Agentic AI for Multi-Stage Physics Experiments at a Large-Scale User Facility Particle Accelerator

TL;DR

The paper addresses the bottleneck of manual scripting and domain-specialist load in accelerator experiments. It introduces a language-model-driven agentic AI that operates within the ALS control environment, turning natural-language prompts into structured, auditable execution plans. The approach uses plan-first orchestration, bounded tool access, and dynamic capability selection to ensure safety and reproducibility. An end-to-end pipeline integrates data retrieval, PV resolution, script generation, machine control, and analysis on containerized components. In a production ALS deployment, the system reduces preparation time by two orders of magnitude and maintains operator safety, offering a blueprint for broader adoption.

Abstract

We present the first language-model-driven agentic artificial intelligence (AI) system to autonomously execute multi-stage physics experiments on a production synchrotron light source. Implemented at the Advanced Light Source particle accelerator, the system translates natural language user prompts into structured execution plans that combine archive data retrieval, control-system channel resolution, automated script generation, controlled machine interaction, and analysis. In a representative machine physics task, we show that preparation time was reduced by two orders of magnitude relative to manual scripting even for a system expert, while operator-standard safety constraints were strictly upheld. Core architectural features, plan-first orchestration, bounded tool access, and dynamic capability selection, enable transparent, auditable execution with fully reproducible artifacts. These results establish a blueprint for the safe integration of agentic AI into accelerator experiments and demanding machine physics studies, as well as routine operations, with direct portability across accelerators worldwide and, more broadly, to other large-scale scientific infrastructures.

Figures (5)

• Figure 1: Overview of the agentic workflow. Multi-turn conversational input and external data sources are first processed into a structured task. Relevant capabilities are dynamically classified on each iteration of the interaction, and the description of the selected tools are passed to the execution planner. The planner generates a complete, inspectable execution plan with explicit dependencies, which is then carried out by the agent with context tracking and artifact management.
• Figure 2: System architecture of the Accelerator Assistant. Control room and remote users access the system via a web interface (Open WebUI) or command line, which routes requests to the ALS Agent. The agent orchestrates connections to the PV database, archive data, and execution environments such as Jupyter. Model inference is performed either locally using Ollama or through cloud providers via the CBorg gateway.

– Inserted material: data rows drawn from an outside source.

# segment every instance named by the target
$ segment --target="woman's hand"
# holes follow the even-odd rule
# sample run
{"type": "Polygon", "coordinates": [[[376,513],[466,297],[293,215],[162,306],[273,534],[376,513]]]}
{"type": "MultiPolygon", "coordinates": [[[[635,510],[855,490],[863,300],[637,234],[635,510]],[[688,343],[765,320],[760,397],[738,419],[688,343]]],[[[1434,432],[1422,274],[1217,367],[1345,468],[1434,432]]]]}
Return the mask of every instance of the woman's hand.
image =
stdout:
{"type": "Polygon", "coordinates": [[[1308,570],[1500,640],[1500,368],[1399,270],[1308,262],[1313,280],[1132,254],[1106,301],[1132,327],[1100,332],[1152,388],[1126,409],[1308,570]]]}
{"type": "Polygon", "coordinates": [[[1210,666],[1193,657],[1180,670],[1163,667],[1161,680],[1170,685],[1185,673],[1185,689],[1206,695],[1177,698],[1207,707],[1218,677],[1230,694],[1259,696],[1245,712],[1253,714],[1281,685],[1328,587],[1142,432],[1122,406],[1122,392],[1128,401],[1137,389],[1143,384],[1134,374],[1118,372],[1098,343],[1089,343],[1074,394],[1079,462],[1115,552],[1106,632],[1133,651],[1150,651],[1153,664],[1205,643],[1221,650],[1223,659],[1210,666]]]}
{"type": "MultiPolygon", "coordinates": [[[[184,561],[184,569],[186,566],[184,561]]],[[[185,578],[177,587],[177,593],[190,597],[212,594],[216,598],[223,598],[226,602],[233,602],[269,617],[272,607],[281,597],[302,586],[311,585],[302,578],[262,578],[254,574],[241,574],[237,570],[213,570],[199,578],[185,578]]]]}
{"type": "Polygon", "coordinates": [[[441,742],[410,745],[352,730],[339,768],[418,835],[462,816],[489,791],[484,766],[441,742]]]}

Integration with EPICS enables safe interaction with accelerator hardware at the ALS.
• Figure 3: Workflow of the PV Finder subsystem. A normalized export of the Matlab Middle Layer Accelerator Object provides the data model, which the agent explores through a strictly bounded API. Natural language queries are split into atomic intents, preprocessed to extract systems and keywords, and resolved into specific EPICS PVs.
• Figure 4: Pipeline for controlled Python code execution in the Accelerator Assistant. Natural language tasks are translated into a plan, results schema, and then Python code, which can dynamically access the agent context, is statically analyzed, and may be reviewed by a human operator. Execution is typically confined to containerized Jupyter kernels with strict read/write policies, and every run produces session artifacts (context, notebooks, JSON) for full reproducibility.
• Figure 5: Example output of the Accelerator Assistant: hysteresis measurement of ID gap versus vertical beam size at the ALS. The execution plan generated by the agent combined historical range extraction, automated script generation, and real-time machine control. The agent performed a 30-point bidirectional gap sweep with 5 repeated measurements per point, producing the plot shown here for one device. This figure illustrates the final output of the agentic workflow, where every step, from parsing natural language to data retrieval, machine control, and plotting, was generated and executed automatically.